For this reason, it understands that Concapa’s argument “seems to be based not on the regulation contained in the Royal Decree under appeal, which expressly prohibits what the plaintiff fears, but on its subsequent practical application. Ultimately, it supports the infringements that it denounces on future actions, and therefore hypothetical”.

Regarding references to “gender”, the Catholic confederation considered that references to “gender equality” or the “gender perspective” violate the neutrality that should prevail in the educational field.
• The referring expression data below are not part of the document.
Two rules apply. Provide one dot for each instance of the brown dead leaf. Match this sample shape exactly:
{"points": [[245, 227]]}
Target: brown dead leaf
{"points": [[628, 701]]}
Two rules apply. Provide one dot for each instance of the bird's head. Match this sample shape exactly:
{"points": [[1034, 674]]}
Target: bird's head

For the Supreme Court, however, this terminology “is the one followed by the rules of the European Union in all areas.” “Legal certainty, equality, ideological freedom or the right to education are not cracked by references to gender equality in the challenged Royal Decree, following international guidelines since the 1990s, the rules of the European Union, and the Organic Law of Education itself, which provides coverage to the challenged norms”, says the court in a sentence for which the magistrate Pilar Teso has been a rapporteur.

“The normative violations that are alleged in this regard, in short, do not find any justification in the argument put forward by the plaintiff, since the mere reference to ‘gender’, without more, does not imply any indoctrination for the students. On the contrary, when referring to ‘gender equality’ or the ‘gender perspective’, one is referring to equality, which we must not forget is a fundamental right, provided for in article 14 of the Constitution, and one of the highest values of our legal system ”, recalls the high court.